Au Bénin, les femmes constituent plus de 51,2% de la population, avec 61,3% en milieu rural où elles fournissent 60 à 80% de la main d’œuvre agricole (MCA-Bénin, 2008). Selon les ECVR, la pauvreté est fortement rurale et féminine et le recensement général de la population (RGPH4) publie que 22,7% des chefs de ménages sont des femmes. Pour ce qui les données du RGPH 2013, le taux de femmes varie d’un département à l’autre et celui du Zou compte 52,2% de femmes. Il se place ainsi un peu en dessus du taux national et fait partie des départements du Bénin ayant un taux élevé de femmes après celui du Couffo qui est à 53,2%.

«Malgré cette présence importante des femmes dans les zones rurales, elles se retrouvent un peu à la traine dans bien de domaines dont l’accès à la terre » note Mme Bankolé. D’où la nécessité d’une politique foncière inclusive. (A.A.)

Cependant, force est de constater qu’une menace grave pèse sur l’activité agricole dans ce département réputée pour l’agriculture : la démographie galopante qui exerce une forte pression sur les terres agricoles. De même que la conséquence de l’urbanisation des communes en milieu rural. «Les menaces sur les terres agricoles rendent plus vulnérables les femmes et les enfants (notamment) les veuves et les orphelins».

Aussi faut-il concilier les enjeux économiques du foncier rural lorsque les terres agricoles sont  affectées par des projets publics d’infrastructures et d’urbanisation par des projets d’implantations d’usine suggère l’Economiste Gbètoénomon : « Le dédommagement doit tenir compte de la nécessité de compensation croisée des impacts et effets négatifs sur le capital productif et le revenu en milieu rural».
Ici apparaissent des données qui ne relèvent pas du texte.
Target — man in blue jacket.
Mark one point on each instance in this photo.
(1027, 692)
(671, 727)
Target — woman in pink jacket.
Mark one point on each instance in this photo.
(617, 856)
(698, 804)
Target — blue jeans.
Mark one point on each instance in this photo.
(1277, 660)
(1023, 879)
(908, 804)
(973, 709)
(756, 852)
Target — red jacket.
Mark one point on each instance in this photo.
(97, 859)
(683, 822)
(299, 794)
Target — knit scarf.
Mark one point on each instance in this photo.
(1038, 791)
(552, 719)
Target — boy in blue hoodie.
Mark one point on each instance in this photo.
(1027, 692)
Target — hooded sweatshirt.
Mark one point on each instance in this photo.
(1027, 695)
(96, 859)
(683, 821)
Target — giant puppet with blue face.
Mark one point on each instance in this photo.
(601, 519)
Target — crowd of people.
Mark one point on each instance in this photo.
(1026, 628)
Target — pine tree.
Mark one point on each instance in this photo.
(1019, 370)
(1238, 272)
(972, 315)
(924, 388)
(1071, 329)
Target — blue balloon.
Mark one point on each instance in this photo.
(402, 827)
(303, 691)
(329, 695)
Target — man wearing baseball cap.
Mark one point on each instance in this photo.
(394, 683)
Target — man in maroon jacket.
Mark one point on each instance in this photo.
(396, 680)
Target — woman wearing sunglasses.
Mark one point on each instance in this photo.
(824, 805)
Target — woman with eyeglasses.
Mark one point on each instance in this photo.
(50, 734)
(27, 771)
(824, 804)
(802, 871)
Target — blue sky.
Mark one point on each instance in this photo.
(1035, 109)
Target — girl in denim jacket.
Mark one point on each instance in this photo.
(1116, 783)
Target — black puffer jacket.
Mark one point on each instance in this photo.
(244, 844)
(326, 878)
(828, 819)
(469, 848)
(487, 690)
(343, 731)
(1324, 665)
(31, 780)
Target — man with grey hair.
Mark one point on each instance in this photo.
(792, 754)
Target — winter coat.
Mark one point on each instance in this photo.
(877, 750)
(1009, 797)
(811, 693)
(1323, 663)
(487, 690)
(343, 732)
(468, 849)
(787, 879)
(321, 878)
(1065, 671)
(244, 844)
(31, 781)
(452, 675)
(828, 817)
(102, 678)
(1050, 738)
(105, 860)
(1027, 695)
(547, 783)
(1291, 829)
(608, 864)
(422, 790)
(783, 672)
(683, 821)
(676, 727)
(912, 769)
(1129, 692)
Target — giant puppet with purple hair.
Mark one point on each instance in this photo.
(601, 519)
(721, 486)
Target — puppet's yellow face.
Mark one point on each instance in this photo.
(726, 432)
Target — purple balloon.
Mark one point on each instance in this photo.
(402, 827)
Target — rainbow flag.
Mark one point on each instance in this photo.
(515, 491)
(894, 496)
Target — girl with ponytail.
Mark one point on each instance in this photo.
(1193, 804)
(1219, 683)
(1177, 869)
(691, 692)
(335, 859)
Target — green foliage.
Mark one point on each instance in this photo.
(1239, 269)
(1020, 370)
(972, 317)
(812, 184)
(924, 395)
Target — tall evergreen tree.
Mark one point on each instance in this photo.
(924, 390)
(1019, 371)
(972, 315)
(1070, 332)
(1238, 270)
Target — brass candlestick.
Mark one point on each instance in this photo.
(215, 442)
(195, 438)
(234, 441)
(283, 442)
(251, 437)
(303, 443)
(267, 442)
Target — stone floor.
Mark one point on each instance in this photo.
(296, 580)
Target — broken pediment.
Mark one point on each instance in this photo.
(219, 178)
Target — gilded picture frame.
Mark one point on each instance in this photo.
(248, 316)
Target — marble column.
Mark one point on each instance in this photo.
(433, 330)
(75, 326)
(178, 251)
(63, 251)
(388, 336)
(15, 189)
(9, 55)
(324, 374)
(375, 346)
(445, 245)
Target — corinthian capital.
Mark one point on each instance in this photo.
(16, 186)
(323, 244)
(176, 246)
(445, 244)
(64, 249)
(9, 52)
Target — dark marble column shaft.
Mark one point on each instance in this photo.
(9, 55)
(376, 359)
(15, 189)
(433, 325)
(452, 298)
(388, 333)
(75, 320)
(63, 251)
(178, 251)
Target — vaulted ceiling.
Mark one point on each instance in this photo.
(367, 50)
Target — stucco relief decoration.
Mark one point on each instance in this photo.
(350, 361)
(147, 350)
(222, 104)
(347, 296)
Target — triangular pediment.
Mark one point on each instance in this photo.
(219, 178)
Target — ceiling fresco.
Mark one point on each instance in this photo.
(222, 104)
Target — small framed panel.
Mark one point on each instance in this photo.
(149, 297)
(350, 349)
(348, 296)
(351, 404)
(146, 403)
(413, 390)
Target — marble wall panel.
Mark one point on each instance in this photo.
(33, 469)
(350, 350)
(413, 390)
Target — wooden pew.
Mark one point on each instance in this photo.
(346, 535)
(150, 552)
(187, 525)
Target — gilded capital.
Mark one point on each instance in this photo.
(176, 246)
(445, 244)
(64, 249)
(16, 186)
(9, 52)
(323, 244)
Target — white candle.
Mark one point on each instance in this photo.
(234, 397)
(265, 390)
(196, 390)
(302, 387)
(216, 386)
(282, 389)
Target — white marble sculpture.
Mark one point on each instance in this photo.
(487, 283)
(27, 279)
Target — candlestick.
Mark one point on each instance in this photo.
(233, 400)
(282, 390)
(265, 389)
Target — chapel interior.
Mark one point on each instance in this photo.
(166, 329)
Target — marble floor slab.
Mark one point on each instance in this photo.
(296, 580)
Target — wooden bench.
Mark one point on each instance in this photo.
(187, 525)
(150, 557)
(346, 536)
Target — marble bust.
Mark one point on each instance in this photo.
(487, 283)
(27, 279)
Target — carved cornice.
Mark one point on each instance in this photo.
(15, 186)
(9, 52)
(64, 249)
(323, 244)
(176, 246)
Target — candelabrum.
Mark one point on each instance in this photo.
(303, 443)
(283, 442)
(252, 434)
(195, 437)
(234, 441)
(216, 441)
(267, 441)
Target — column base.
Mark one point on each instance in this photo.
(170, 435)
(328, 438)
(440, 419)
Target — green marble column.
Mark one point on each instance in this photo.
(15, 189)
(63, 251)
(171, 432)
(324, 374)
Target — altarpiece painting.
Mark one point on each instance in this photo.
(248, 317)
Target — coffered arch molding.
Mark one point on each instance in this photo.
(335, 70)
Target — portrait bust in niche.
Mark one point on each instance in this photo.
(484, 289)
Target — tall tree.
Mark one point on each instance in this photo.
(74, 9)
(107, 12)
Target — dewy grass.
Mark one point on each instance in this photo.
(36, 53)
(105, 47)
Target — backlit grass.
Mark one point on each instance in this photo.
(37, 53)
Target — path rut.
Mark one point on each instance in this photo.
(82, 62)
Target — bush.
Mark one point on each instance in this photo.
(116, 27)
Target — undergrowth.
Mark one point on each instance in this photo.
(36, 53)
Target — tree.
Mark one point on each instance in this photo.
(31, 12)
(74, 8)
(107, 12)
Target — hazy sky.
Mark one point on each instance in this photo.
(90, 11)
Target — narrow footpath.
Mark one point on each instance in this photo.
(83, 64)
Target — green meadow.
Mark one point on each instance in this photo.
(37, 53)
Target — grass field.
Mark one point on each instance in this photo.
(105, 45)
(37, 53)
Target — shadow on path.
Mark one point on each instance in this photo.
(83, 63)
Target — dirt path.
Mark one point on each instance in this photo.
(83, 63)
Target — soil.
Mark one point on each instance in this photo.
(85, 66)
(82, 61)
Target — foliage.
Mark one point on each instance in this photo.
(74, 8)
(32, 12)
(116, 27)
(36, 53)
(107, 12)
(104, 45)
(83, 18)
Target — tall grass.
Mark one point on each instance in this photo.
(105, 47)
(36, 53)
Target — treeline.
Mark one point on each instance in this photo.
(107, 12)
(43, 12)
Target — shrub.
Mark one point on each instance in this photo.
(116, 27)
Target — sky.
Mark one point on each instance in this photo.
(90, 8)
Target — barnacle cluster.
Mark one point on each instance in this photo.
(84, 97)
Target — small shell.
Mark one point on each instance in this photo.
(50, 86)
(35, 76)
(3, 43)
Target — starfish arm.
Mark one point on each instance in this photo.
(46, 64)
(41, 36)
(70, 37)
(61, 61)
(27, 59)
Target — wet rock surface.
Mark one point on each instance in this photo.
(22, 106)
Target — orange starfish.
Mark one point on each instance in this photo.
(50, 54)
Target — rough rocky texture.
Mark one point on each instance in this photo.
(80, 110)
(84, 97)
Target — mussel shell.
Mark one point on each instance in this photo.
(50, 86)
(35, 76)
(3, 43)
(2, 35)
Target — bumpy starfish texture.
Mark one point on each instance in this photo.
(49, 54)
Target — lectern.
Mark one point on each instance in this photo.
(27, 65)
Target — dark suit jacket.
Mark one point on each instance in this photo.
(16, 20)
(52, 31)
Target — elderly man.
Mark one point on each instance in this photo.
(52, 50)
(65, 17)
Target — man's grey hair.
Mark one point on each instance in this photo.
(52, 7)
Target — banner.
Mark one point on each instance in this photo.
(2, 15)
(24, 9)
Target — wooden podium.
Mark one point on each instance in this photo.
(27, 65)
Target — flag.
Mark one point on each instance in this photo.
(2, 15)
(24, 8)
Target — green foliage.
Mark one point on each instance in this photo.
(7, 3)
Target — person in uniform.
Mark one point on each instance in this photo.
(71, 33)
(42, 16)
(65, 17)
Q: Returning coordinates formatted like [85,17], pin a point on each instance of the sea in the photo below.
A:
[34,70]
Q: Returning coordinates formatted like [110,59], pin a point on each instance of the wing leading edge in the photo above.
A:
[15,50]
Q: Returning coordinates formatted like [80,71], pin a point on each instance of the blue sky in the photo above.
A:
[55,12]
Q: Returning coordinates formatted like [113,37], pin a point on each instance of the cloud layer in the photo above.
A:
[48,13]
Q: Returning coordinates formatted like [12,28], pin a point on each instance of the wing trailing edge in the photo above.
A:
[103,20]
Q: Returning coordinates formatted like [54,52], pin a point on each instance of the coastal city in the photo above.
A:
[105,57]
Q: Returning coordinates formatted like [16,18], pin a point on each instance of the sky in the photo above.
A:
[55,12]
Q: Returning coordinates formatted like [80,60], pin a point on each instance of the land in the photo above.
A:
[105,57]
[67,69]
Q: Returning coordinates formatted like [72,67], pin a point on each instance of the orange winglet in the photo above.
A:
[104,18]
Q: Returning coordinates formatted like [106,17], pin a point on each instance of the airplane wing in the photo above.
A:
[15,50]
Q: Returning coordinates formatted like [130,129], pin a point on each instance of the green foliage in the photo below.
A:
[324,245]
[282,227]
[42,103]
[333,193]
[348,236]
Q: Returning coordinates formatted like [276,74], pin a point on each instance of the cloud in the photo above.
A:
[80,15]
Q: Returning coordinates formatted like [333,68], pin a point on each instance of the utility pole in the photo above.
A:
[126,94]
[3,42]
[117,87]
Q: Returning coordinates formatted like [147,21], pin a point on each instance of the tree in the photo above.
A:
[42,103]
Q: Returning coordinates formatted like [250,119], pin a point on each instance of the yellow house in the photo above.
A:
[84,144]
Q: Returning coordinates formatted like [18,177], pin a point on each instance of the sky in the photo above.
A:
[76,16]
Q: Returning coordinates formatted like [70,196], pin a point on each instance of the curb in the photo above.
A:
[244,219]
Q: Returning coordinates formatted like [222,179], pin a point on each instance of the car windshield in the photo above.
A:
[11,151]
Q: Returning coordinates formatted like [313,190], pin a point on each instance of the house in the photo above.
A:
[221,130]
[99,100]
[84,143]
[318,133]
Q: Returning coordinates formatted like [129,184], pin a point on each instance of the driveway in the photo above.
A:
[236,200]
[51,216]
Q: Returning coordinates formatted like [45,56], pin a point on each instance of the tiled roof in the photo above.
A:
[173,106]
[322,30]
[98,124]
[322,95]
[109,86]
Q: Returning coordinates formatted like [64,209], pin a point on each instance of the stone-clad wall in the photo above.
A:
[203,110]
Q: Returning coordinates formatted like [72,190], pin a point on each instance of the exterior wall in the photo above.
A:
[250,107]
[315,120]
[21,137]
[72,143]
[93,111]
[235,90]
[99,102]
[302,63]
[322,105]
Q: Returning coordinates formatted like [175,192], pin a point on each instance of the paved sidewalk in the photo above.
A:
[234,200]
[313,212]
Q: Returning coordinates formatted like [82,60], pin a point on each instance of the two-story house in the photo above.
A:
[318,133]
Ph: DR-: Mme Solange C. Alitonou Bankolé, juriste, spécialistes des droits humains, genre et développement

Fort de ce constat, Mme Solange Bankolé tire donc la sonnette d’alarme : «Le développement local inclusif nécessite que la gouvernance foncière soit sensible au genre, d’où la nécessité pour les élus locaux, les conseillers communaux et autres décideurs de se mobiliser pour un meilleur accès des femmes à la terre».

Bertrand Yèhouénou martela pour sa part qu’une gouvernance foncière équitable du point de vue du genre doit veiller à ce que, hommes et femmes prennent part de manière égale aux relations foncières à travers des arrangements formels et informels en matière d’administration et de gestion foncière. «L’égalité hommes-femmes constitue l’un des dix principes fondamentaux d’application des Directives volontaires pour une gouvernance responsable des régimes fonciers applicables aux terres, aux pêches et aux forêts dans le contexte de la sécurité alimentaires nationale».

 L’amélioration de la gouvernance foncière appelle donc à : « renforcer la participation de la femme aux instances de décision ; consolider et rendre opérationnels les instruments juridiques ; concevoir et mettre en place des instruments et mesures de politiques économiques sensibles genre ; infléchir les tendances lourdes et à corriger les faiblesses (information-communication et éducation » conclut M. Gbètoénomon.

Un idéal que, acteurs agricoles et élus locaux pourraient atteindre si chacun joue sa partition au niveau qu’il se trouve dans une approche centrée sur le changement du paradigme dans le domaine foncier.